We are going to use the pre-trained VGG-16 model which has been trained on ImageNet, a very large and popular dataset used for image classification and other vision tasks. It contains almost 10 million URLs, each linking to an image containing an object from one of 1000 categories. Here is the project GitHub link where you will find the code for this.

Classification metrics

In the classification task, the output are discrete type so we need a metrics that can compare discrete classes. Some of the classification metrics are listed below.

Accuracy
Precision and Recall
F1-score

Accuracy is defined as the ratio of total number of correctly classified object to the total number of objects. This is the simplest form of the classification metrics and we have used this metrics in our project to calculate the accuracy.
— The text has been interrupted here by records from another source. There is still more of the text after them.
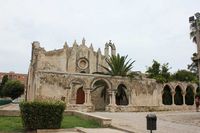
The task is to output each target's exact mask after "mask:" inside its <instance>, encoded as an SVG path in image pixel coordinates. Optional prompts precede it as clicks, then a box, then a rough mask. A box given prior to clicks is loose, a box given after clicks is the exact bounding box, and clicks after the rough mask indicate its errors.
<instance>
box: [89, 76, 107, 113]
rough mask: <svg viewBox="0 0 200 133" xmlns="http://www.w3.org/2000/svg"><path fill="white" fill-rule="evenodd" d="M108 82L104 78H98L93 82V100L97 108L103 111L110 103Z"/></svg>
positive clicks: (92, 99)
mask: <svg viewBox="0 0 200 133" xmlns="http://www.w3.org/2000/svg"><path fill="white" fill-rule="evenodd" d="M108 88H109V86H108V83H107V82H106V81H105V80H103V79H100V80H97V81H95V82H94V83H93V86H92V91H91V101H92V104H93V105H94V106H95V110H98V111H103V110H105V107H106V106H107V105H108V104H109V95H108Z"/></svg>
Precision is defined as the true positives to the total positives predicted.

Recall is defined as the ratio of true positives to all positives in the ground truth.

F1- score is the harmonic mean of precision and recall, it symbolizes the high precision and high recall.

Data Exploration

There are total 8351 dog images with total 133 different categories. This dataset is divided into train, test and valid dataset with 6680,836 and 835 images respectively. We want our algorithm to learn an invariant representation of the image. For this we have introduced the image transformation of the dataset.

Statistical description of whole dataset.

Statistical description of dog breed’s dataset.

It is also important to see the graph of how many dogs images are there in each category.

Modelling

Data pre-processing

Image augmentation is also one of the important step in computer vision deep learning projects. The algorithm should be able to detect the object irrespective of size of the object or rotation of the object in the image.

Image augmentation

Step 1 Create a CNN to classify the Dog breeds (using Transfer learning)

Now we have already able to detect the dog in the image using pre-trained VGG-16 model as explained above, the next step is to detect the breed of the detected dog. To achieve this task, we are going to build the deep learning model from scratch. The model architecture used in this project is presented below.

The CrossEntropyLoss function has been used and Adam optimizer metrics have been used. With this combination of model architecture, loss function and optimizer, 12% accuracy has been achieved. (The target was to achieve more than 10%)

Step 2 Create a CNN to classify the Dog breeds (using Transfer learning)

Now let’s use pre-trained model and use transfer learning approach to classify the breed of the dog. Here we have used the ResNet50 model as a pre-trained model. The ResNet50 model is already trained on wide dataset with various different objects. The subsequent layers of this model has already learnt patterns, so these layers freezed. The learnings of these layers can be useful for us to classify our own dataset. Only the last layer is changed that is fully connected layer to predict 133 classes. The CrossEntropyLoss function has been used and Adam optimizer have been used here.

Fig .Training and validation loss over each epoch

This combination of model architecture loss function and optimizer function and learning rate has given 84% accuracy on test dataset.

Results

Finally we wrote the algorithm which can be use as an app to classify the dog and breed of the dog. Some of the example outputs are shown below.

In the above fig. 3 we can see that, the algorithm can easily differentiate between the dog and human objects and also it is successful to detect the breed of the dog. If there is neither dog nor human in the image, it can show the error message as well.

Conclusion

In this project, we addressed this problem with two approaches. First we built the CNN from scratch to classify the images and the second one is to use transfer learning. We find that the second approach has given much better accuracy than the first one. We used ResNet50 pre-trained model and modified the last layer of it so that it can be re-trained using new dataset, we found that such approach results higher accuracy.

Further Improvements

I think, it is interesting to improve the model which is built from scratch using CNN. This can be improved by increasing the relevant dataset as we know that, the deep learning algorithm performs better as we increase the dataset.